Site Reliability Engineer - Mumbai, India - RXO, Inc.

    RXO, Inc.
    RXO, Inc. Mumbai, India

    1 week ago

    Default job background
    Transportation / Logistics
    Description

    We are seeking a highly skilled and motivated Site Reliability Engineer (SRE) to join our team. As an SRE, you will be responsible for ensuring the reliability, scalability, and performance of our systems and applications.
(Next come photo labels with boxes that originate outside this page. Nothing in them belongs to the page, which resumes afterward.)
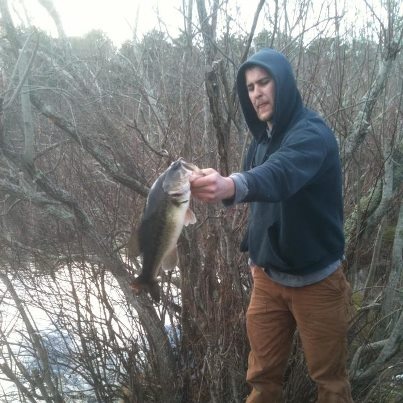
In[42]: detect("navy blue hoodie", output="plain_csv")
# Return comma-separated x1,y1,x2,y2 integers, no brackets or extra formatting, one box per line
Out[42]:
237,49,344,275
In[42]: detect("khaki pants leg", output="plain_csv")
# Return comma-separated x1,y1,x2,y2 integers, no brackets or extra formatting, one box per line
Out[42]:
246,266,295,403
292,268,353,403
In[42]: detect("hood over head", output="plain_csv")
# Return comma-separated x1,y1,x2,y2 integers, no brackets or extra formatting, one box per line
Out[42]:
237,48,303,138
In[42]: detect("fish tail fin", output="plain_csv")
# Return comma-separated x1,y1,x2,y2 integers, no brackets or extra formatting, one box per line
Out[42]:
130,276,161,303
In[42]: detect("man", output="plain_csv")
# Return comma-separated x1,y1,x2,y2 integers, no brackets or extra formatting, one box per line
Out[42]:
191,49,352,403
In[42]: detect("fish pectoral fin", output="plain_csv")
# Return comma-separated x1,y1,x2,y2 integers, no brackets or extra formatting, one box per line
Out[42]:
127,229,141,260
184,208,197,227
161,246,178,271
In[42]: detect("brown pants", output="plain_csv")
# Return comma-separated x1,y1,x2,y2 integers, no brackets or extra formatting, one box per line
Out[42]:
246,266,353,403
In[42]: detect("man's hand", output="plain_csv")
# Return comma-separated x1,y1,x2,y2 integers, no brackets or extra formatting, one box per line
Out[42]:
190,168,235,203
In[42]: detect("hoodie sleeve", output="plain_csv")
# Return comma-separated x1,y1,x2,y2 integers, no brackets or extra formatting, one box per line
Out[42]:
242,124,328,202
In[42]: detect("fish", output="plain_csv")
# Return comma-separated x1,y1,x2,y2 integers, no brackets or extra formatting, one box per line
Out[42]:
128,158,202,303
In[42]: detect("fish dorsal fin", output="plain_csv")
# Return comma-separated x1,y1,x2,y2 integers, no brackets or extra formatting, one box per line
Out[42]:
127,229,141,259
184,208,197,227
161,245,178,271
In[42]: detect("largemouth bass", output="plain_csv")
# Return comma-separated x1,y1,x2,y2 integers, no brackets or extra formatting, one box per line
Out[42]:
128,158,200,302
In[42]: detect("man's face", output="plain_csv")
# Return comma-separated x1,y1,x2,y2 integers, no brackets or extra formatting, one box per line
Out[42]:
245,66,275,127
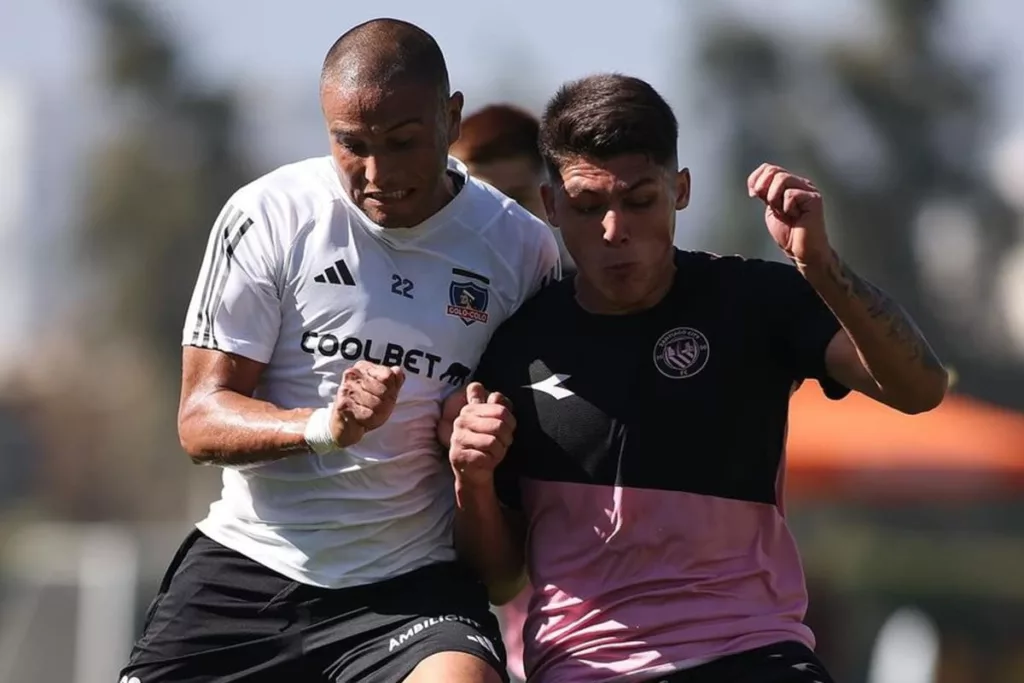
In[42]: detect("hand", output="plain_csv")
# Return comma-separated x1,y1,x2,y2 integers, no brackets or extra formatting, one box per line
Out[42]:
746,164,831,266
331,360,406,447
449,382,515,484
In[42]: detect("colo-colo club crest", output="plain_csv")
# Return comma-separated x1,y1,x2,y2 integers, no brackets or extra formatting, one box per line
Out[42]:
447,268,490,325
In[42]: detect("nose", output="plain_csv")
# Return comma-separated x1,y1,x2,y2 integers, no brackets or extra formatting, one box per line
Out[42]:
601,209,630,247
362,156,383,189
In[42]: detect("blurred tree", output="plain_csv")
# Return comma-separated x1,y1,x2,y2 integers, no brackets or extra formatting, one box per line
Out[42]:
700,0,1024,409
45,0,258,520
80,0,250,380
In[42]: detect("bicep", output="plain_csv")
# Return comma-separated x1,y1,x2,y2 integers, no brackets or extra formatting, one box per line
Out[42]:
179,346,266,420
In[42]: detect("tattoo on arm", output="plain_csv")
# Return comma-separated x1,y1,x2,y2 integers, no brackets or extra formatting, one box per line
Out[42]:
828,258,945,373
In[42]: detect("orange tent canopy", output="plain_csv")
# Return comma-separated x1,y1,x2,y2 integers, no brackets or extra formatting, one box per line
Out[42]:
786,382,1024,498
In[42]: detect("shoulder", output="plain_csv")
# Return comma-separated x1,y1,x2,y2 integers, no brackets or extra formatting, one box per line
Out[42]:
676,250,803,288
228,157,341,243
495,279,575,349
464,169,558,253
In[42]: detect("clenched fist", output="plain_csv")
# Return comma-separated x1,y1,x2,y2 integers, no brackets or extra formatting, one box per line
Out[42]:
331,360,406,447
746,164,831,265
449,382,515,484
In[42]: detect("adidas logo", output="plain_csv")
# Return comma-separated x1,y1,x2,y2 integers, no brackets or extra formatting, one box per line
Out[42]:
313,259,355,287
466,635,501,660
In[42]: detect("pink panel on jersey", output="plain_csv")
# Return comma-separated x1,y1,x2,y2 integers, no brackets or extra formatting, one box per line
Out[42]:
522,479,814,683
498,586,534,679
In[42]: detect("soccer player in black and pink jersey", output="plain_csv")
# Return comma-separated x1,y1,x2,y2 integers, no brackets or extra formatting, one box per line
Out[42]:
439,75,947,683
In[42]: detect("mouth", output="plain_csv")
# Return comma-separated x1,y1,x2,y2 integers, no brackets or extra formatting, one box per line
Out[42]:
362,189,416,204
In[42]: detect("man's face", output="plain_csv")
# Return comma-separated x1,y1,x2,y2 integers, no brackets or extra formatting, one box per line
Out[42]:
321,84,462,227
542,155,690,310
468,155,544,219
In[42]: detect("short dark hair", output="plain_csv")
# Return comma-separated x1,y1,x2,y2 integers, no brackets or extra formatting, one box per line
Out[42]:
451,104,544,169
540,74,679,179
321,18,451,97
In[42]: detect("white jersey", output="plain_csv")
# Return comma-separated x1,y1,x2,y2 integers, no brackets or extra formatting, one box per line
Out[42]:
182,157,559,588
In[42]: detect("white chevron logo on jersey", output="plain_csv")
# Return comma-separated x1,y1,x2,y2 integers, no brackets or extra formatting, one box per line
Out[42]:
526,375,575,400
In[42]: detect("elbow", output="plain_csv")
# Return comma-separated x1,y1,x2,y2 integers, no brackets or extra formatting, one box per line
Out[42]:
178,402,212,465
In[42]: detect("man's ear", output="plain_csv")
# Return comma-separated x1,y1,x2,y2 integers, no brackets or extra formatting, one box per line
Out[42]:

You will work closely with cross-functional teams to design, implement, and maintain robust infrastructure and automation solutions.

    Responsibilities:

    Design, build, and maintain scalable and reliable infrastructure solutions.

    Implement automation tools and processes to streamline operations and improve efficiency.

    Monitor system performance and troubleshoot issues to ensure high availability and reliability.

    Collaborate with development teams to design and deploy applications in production environments.

    Conduct root cause analysis (RCA) and implement preventive measures to minimize downtime and outages.

    Develop and maintain documentation, runbooks, and playbooks for operational processes.

    Participate in on-call rotations and provide timely response to incidents and emergencies.

    Implement best practices for security, compliance, and disaster recovery.

    Continuously evaluate and improve system performance, reliability, and scalability.

    Requirements:

    Bachelor's degree in Computer Science, Engineering, or related field.

    Proven experience as a Site Reliability Engineer or similar role.

    Strong knowledge of cloud platforms, such as Google Cloud Platform (GCP) or Amazon Web Services (AWS).

    Experience with infrastructure as code (IaC) tools, such as Terraform or Puppet.

    Proficiency in scripting and programming languages, such as Python, Go, or Bash.

    Hands-on experience with monitoring and observability tools, such as NewRelic, Grafana, or Kibana.

    Solid understanding of containerization technologies, such as Docker and Kubernetes.

    Excellent troubleshooting and problem-solving skills.

    Strong communication and collaboration skills.

    Ability to work effectively in a fast-paced and dynamic environment.

    Preferred Qualifications:

    Experience with chaos engineering tools, such as Gremlin or Chaos Mesh.

    Knowledge of machine learning and artificial intelligence (AI) technologies.

    Certification in cloud platforms, such as Google Cloud Certified Professional Cloud Architect or AWS Certified Solutions Architect.